Não era um painel de led, nem um quadro verde, nem um cartaz digitado impresso. Era um papelão, alguma sobra de embalagem, e lá estava o recado, manuscrito, de que ali se vendiam melancias provenientes de Encruzilhada do Sul. (Antes que a patrulha, a tropa do politicamente correto venha ao ataque, deixo claro que admiro profunda e respeitosamente essa linguagem do povo, de quem precocemente largou a caneta para pegar no cabo da enxada.)
O tempo da melancia é um pouco tempo de felicidade. Quando, em dezembro, se armam as primeiras tendas, os primeiros improvisados barracos, sabemos que logo virão esses inquestionáveis frutos com a marca regional, colhidos em Encruzilhada do Sul, no Passo da Areia, no Albardão, nesses recantos que nos são próximos e nos asseguram a honestidade e o sabor. Se lado a lado estivessem duas tendas – uma com melancias de, sei lá, Goiás, outra do Passo da Areia –, eu não teria dúvida alguma em saber onde comprar. Por isso, o cartaz anunciando serem melancias de Encruzilhada do Sul é tão significativo, a procedência garantiria a qualidade.

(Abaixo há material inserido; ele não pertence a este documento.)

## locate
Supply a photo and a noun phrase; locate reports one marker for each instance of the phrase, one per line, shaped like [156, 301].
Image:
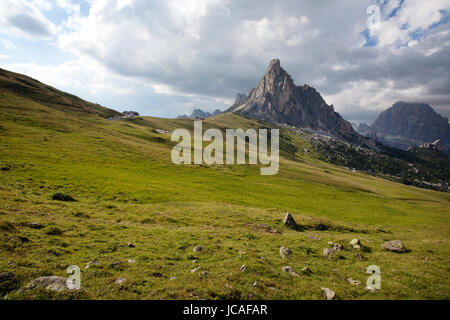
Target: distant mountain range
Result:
[198, 113]
[406, 125]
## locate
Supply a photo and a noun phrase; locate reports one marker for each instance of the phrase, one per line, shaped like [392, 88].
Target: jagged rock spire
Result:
[277, 99]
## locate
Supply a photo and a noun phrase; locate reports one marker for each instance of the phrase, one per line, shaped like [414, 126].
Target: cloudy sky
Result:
[164, 58]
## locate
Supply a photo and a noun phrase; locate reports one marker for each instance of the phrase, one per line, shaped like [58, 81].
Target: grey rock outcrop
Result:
[289, 220]
[53, 283]
[277, 99]
[394, 246]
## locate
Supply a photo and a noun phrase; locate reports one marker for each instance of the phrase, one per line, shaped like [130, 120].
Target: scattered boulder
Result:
[289, 220]
[54, 231]
[269, 229]
[6, 276]
[120, 280]
[353, 282]
[359, 256]
[90, 263]
[198, 249]
[329, 294]
[356, 243]
[115, 264]
[336, 246]
[394, 246]
[53, 283]
[285, 252]
[289, 270]
[306, 270]
[320, 227]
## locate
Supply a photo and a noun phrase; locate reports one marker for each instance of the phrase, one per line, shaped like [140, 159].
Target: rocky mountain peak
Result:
[410, 124]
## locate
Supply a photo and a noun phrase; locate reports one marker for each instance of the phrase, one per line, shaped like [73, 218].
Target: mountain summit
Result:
[277, 99]
[411, 124]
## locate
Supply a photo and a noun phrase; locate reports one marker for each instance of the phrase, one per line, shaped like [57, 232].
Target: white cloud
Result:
[25, 19]
[201, 53]
[411, 16]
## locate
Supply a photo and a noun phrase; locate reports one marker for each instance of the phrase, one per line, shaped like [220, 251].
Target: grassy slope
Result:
[129, 191]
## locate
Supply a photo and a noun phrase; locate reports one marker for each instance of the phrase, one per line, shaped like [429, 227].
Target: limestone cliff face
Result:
[411, 124]
[277, 99]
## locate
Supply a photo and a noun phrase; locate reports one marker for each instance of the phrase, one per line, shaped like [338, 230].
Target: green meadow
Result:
[127, 190]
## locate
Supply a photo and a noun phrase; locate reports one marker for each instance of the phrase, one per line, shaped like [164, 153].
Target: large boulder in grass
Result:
[289, 220]
[53, 283]
[394, 246]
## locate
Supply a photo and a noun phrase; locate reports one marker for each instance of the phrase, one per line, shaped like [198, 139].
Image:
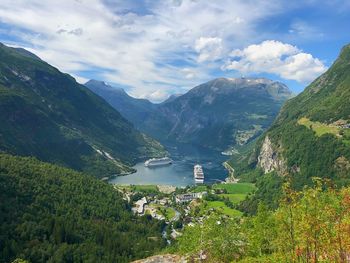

Há muitos anos compro deles: na Independência, na São José, na Dona Carlota e outros pontos mais. Neste ano, meu fornecedor estava instalado na Felipe Jacobus. De uma simplicidade, de uma sinceridade, de uma recatada simpatia, era um prazer chegar lá e sempre ser bem recebido. Disse-me que suas melancias vinham do rio-pardense Passo da Areia e que a produção era dele mesmo, da sua família. No olho, sem balança, sem bússola, estipulava os preços, esta é de 10, esta outra é de 15, tem essas de 20…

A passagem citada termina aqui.